The National Football League preseason is the period each year during which NFL teams play several not-for-the-record exhibition games before the actual "championship" or "regular" season starts. Beginning with the featured Pro Football Hall of Fame game in early August, five weekends of exhibition games are currently played in the NFL. The start of the preseason is intrinsically tied to the last week of training camp.

The games are useful for new players who are not used to playing in front of very large crowds. Management often uses the games to evaluate newly signed players. Veteran players will generally play only for about a quarter of each game (or less) in order to avoid injury; the third preseason game (or fourth for the participants in the Hall of Fame game) is generally the exception, since starters play well into the third quarter and both teams game plan for the game like the regular season. Thus, first-stringers' playing time is kept brief in the exhibition season, and in fact players are not paid their regular salaries for exhibitions, but the same per diem which they receive for training camp.

The exhibition game tickets, however, are usually the same price as regular-season games. Several lawsuits, by individual fans or by class action, have been brought against specific teams or the entire NFL over the practice of requiring season-ticket holders to purchase exhibition games. To date, none of these suits has been successful.

Exhibition games have been played in professional football since the beginning of the sport. In fact, until league play was formalized in 1920, one could consider virtually all of an independent professional football team's schedule to be exhibitions (as in test matches). In the early years of the sport, teams often "barnstormed", and played squads from leagues outside their own, or against local college teams or other amateur groups, charging fans whatever the traffic would bear.
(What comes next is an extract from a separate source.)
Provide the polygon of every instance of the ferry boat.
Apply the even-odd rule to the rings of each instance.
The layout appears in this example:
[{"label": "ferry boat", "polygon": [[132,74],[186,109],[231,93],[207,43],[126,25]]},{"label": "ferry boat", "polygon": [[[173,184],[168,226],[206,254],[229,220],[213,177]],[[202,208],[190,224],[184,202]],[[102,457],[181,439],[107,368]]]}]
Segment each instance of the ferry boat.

When the NFL was founded in 1920, there were no such things as exhibition games, and all games counted in the standings and would be used to determine the league champion. In 1921 this was revised to only count games involving two league members, thus allowing non-league exhibitions but still effectively disallowing exhibitions between two league teams. This rule had a direct impact on deciding the 1921 championship, in which the losing team had insisted, both before and after, that the game only be considered an exhibition. In 1924, the league again changed the rule to declare games held in December or later to be exhibitions. By the mid-1930s, teams prepared for a standard 12-game regular season schedule, although even as late as 1939 teams would schedule non-league exhibition games both before and during the season (during bye weeks). The Pittsburgh Steelers (then known as the Pirates) were well known for playing both in the NFL and on a limited schedule in the decades-old Western Pennsylvania circuit in the 1930s.